Resistive systems use a normal glass panel that is covered with both a conductive and a resistive metallic layer. These two layers are separated by spacers, while a scratch-resistant layer is mounted atop the entire set-up. Once the touchscreen monitor is turned on, an electrical current starts running through the two layers; this enables the two layers to make ‘contact’ at the exact spot a user touches the screen. The alteration in the electrical field is recognised by the computer which calculates the coordinates of the point of contact at the same time. Once these coordinates are confirmed, a special driver translates the touch into data that the operating system will understand (in much the same way as an old computer mouse driver would translate the mouse’s movements into a click or a drag).
Capacitive systems make use of a layer that stores electrical charge placed on the glass panel of the touchscreen monitor. This enables a transference of charge, i.e. some of the charge is transferred to the user when they touch the monitor with their finger, thereby causing the charge on the capacitive layer to decrease. This reduction in charge is measured by circuits located at each corner of the monitor. By noting the relative differences in charge at each corner, the computer can calculate exactly where the touch event took place and relay the information to the touchscreen driver software..
Surface acoustic wave systems
Surface acoustic wave systems use two transducers – one to send and one to receive – placed along the x and y axes of a touchscreen monitor’s glass plate. In addition to this, glass reflectors – designed to reflect an electrical signal sent from one transducer to the other – are also placed on the glass. This allows the receiving transducer to ascertain if/when the wave has been disturbed by a touch event and enables the computer to locate it accordingly.
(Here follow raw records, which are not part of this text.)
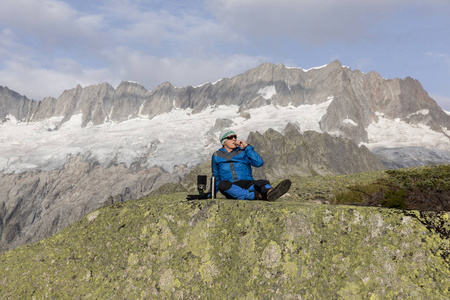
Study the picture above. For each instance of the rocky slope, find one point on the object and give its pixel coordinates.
(167, 248)
(98, 145)
(355, 96)
(35, 205)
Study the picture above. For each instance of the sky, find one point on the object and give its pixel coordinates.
(48, 46)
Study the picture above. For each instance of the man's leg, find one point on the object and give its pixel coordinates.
(243, 189)
(262, 186)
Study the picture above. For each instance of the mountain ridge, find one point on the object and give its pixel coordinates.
(356, 96)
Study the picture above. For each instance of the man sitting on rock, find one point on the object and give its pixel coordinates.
(232, 168)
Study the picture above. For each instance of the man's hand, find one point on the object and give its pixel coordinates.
(241, 144)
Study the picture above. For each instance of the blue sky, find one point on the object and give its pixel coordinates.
(48, 46)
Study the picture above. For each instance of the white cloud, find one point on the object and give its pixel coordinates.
(317, 22)
(50, 21)
(29, 78)
(182, 71)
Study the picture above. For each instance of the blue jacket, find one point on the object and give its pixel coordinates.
(236, 165)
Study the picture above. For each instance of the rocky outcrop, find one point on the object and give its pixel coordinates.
(35, 205)
(168, 248)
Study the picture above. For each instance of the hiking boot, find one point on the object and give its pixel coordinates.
(278, 191)
(258, 196)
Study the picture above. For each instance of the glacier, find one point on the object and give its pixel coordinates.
(180, 137)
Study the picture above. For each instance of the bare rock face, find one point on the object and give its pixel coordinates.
(35, 205)
(310, 153)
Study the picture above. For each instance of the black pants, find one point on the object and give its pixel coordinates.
(244, 189)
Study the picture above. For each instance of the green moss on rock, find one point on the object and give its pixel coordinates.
(167, 248)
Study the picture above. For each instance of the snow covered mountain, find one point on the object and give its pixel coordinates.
(171, 126)
(94, 145)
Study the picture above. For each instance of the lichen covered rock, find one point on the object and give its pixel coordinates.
(222, 249)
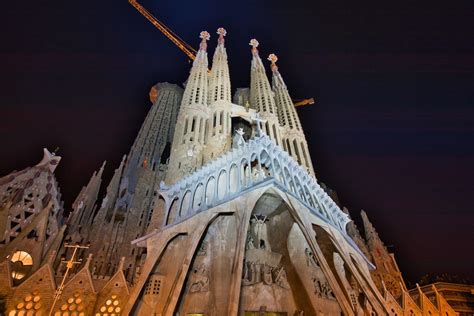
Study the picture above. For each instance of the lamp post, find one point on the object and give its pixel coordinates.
(69, 265)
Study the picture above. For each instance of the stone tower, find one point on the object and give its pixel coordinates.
(261, 96)
(126, 209)
(30, 216)
(189, 138)
(219, 136)
(294, 141)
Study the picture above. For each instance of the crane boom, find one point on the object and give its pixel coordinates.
(186, 48)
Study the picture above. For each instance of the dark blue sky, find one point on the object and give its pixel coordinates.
(392, 130)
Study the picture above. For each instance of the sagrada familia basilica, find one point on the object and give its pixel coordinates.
(216, 210)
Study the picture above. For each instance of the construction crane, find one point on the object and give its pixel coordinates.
(182, 45)
(185, 47)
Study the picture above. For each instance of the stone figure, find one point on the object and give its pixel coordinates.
(250, 244)
(267, 274)
(327, 291)
(279, 277)
(259, 231)
(202, 251)
(201, 280)
(311, 260)
(322, 289)
(238, 139)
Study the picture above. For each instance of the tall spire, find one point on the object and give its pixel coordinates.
(190, 134)
(261, 95)
(196, 87)
(219, 124)
(286, 110)
(294, 141)
(219, 83)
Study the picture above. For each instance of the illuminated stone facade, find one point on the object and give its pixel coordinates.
(216, 210)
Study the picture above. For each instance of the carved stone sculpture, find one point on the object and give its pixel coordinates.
(201, 280)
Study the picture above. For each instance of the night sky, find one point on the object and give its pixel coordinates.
(392, 130)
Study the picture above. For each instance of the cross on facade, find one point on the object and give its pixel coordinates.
(273, 59)
(254, 43)
(69, 265)
(258, 120)
(222, 32)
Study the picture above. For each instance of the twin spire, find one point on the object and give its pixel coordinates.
(206, 87)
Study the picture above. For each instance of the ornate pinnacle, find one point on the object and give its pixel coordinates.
(254, 43)
(205, 36)
(273, 58)
(222, 32)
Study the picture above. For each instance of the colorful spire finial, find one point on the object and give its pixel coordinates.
(273, 58)
(204, 35)
(254, 43)
(222, 32)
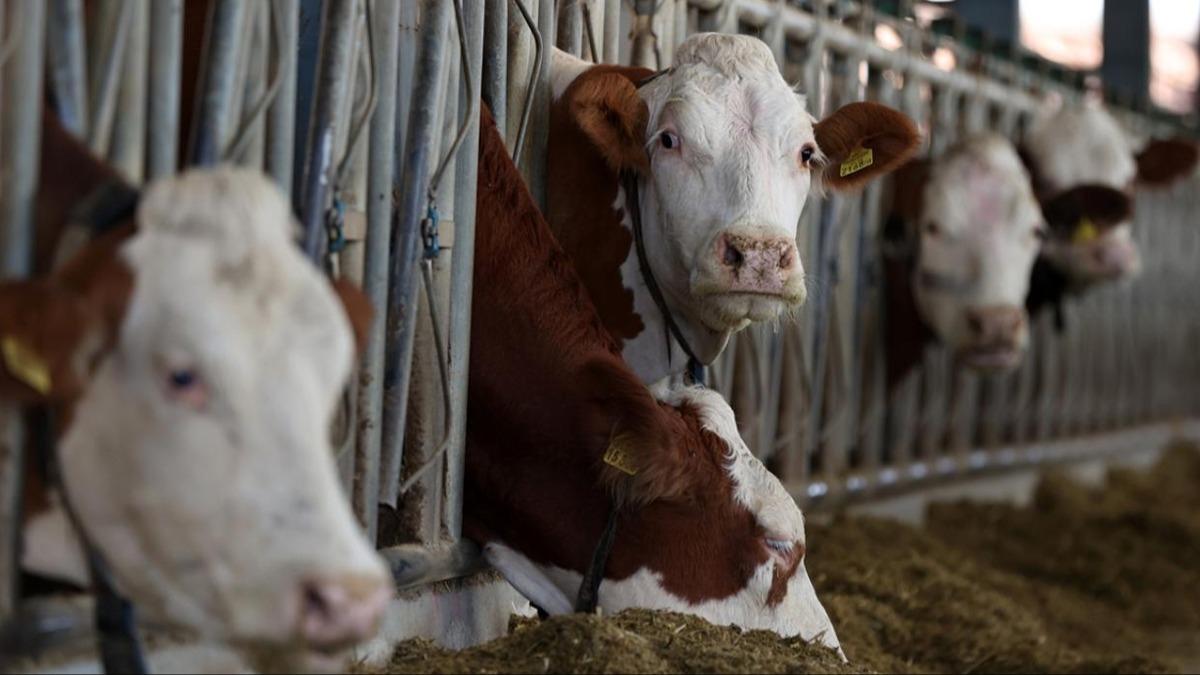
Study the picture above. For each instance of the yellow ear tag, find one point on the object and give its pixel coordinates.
(857, 161)
(617, 458)
(24, 364)
(1085, 231)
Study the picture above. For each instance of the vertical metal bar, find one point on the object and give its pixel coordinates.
(67, 55)
(462, 270)
(113, 28)
(375, 274)
(333, 84)
(129, 129)
(217, 87)
(21, 84)
(496, 52)
(166, 49)
(570, 27)
(424, 121)
(281, 115)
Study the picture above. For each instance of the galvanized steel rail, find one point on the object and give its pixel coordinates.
(809, 395)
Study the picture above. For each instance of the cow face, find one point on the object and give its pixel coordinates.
(198, 455)
(725, 154)
(1085, 169)
(979, 232)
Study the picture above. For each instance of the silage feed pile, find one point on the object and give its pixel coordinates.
(1083, 580)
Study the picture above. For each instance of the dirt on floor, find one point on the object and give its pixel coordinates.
(1083, 580)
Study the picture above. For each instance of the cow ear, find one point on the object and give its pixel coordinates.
(864, 141)
(1162, 162)
(606, 107)
(48, 339)
(358, 310)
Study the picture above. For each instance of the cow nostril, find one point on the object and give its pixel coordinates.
(976, 323)
(733, 257)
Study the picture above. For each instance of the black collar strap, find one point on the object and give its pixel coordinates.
(671, 329)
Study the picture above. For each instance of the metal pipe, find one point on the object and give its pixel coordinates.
(333, 84)
(67, 57)
(462, 272)
(166, 66)
(281, 115)
(21, 83)
(424, 124)
(375, 273)
(217, 82)
(129, 129)
(105, 78)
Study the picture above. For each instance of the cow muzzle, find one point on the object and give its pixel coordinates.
(995, 338)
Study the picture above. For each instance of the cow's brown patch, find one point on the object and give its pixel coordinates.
(889, 135)
(583, 180)
(1164, 161)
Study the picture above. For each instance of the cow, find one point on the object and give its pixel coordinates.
(961, 236)
(561, 432)
(192, 359)
(1085, 171)
(713, 161)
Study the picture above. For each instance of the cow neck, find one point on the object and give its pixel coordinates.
(107, 213)
(671, 329)
(906, 333)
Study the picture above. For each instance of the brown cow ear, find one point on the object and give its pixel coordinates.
(358, 310)
(864, 141)
(1162, 162)
(48, 339)
(609, 111)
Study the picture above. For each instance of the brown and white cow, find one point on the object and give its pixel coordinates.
(961, 237)
(193, 358)
(705, 527)
(1085, 169)
(724, 154)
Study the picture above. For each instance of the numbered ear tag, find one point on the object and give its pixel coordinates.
(617, 458)
(1085, 231)
(857, 161)
(25, 365)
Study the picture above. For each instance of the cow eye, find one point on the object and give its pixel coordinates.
(185, 386)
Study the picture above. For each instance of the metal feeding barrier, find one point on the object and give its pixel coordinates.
(366, 113)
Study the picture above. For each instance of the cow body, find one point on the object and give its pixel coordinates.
(703, 527)
(723, 155)
(964, 231)
(193, 358)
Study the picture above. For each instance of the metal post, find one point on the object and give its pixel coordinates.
(217, 83)
(166, 49)
(496, 72)
(105, 77)
(462, 270)
(21, 87)
(424, 121)
(66, 53)
(281, 115)
(375, 273)
(333, 84)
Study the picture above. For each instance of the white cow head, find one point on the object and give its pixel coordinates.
(979, 232)
(1085, 168)
(197, 452)
(725, 154)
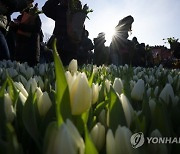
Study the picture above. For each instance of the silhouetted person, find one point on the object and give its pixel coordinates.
(120, 46)
(28, 35)
(85, 49)
(101, 52)
(57, 10)
(4, 15)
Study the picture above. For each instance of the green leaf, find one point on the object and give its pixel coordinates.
(2, 112)
(116, 112)
(12, 91)
(89, 145)
(63, 109)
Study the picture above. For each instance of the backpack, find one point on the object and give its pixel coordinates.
(75, 26)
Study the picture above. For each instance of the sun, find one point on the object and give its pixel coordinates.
(109, 33)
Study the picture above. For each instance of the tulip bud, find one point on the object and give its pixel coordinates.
(110, 143)
(98, 136)
(42, 69)
(122, 141)
(138, 90)
(21, 88)
(108, 84)
(12, 72)
(22, 79)
(29, 72)
(39, 92)
(128, 110)
(149, 92)
(170, 79)
(152, 105)
(102, 117)
(167, 93)
(44, 104)
(156, 91)
(73, 66)
(118, 85)
(66, 140)
(157, 148)
(31, 84)
(22, 69)
(8, 108)
(22, 98)
(39, 81)
(80, 94)
(95, 93)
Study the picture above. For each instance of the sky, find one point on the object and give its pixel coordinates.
(153, 19)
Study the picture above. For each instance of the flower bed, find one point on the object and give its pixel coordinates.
(50, 109)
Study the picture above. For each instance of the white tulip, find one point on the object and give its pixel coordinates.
(167, 93)
(98, 135)
(102, 117)
(170, 79)
(31, 84)
(149, 92)
(80, 94)
(39, 81)
(21, 88)
(152, 105)
(157, 148)
(8, 108)
(66, 140)
(42, 69)
(22, 98)
(73, 66)
(95, 93)
(22, 79)
(118, 85)
(29, 72)
(138, 90)
(12, 72)
(127, 108)
(107, 84)
(120, 144)
(110, 143)
(44, 103)
(175, 100)
(156, 90)
(122, 140)
(39, 92)
(22, 69)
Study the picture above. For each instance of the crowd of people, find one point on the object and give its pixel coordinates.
(22, 39)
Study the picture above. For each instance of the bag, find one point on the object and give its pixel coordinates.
(75, 26)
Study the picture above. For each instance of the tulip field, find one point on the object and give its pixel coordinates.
(51, 109)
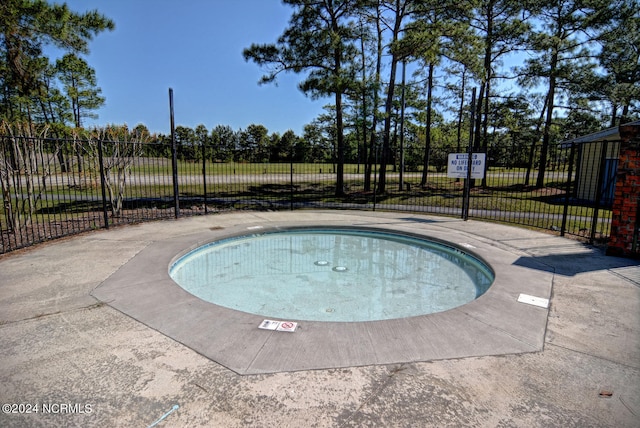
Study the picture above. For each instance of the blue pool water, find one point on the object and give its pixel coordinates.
(337, 274)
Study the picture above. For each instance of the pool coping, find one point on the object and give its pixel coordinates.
(494, 324)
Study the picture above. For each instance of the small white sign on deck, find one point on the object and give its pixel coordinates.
(458, 163)
(533, 300)
(288, 326)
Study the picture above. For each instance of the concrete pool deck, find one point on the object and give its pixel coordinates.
(92, 325)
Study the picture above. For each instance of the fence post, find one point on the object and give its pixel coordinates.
(594, 221)
(103, 186)
(174, 158)
(565, 212)
(467, 182)
(291, 177)
(204, 174)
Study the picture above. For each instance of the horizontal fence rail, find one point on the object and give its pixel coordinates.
(57, 187)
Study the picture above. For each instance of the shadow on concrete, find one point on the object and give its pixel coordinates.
(576, 263)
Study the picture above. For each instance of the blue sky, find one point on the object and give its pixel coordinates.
(194, 47)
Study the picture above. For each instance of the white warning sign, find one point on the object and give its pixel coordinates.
(288, 326)
(459, 162)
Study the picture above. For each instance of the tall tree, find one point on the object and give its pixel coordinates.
(319, 40)
(620, 60)
(80, 84)
(25, 27)
(563, 41)
(501, 27)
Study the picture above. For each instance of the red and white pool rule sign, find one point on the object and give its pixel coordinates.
(288, 326)
(458, 163)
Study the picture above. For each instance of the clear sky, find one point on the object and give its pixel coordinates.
(194, 47)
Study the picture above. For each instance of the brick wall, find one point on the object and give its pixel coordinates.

Because of the differences in design, there are notable differences in the way each system responds to touch event stimuli. A resistive system will register a touch as long as the two layers make contact, therefore it doesn’t matter if a user touches it with a finger or a rubber ball. In contrast, a capacitive system needs to register a conductive input, i.e. a finger, in order to register a touch. Surface acoustic wave systems work in a similar way to resistive systems, enabling users to navigate their monitor with almost any object (excluding hard, small items like pen tips).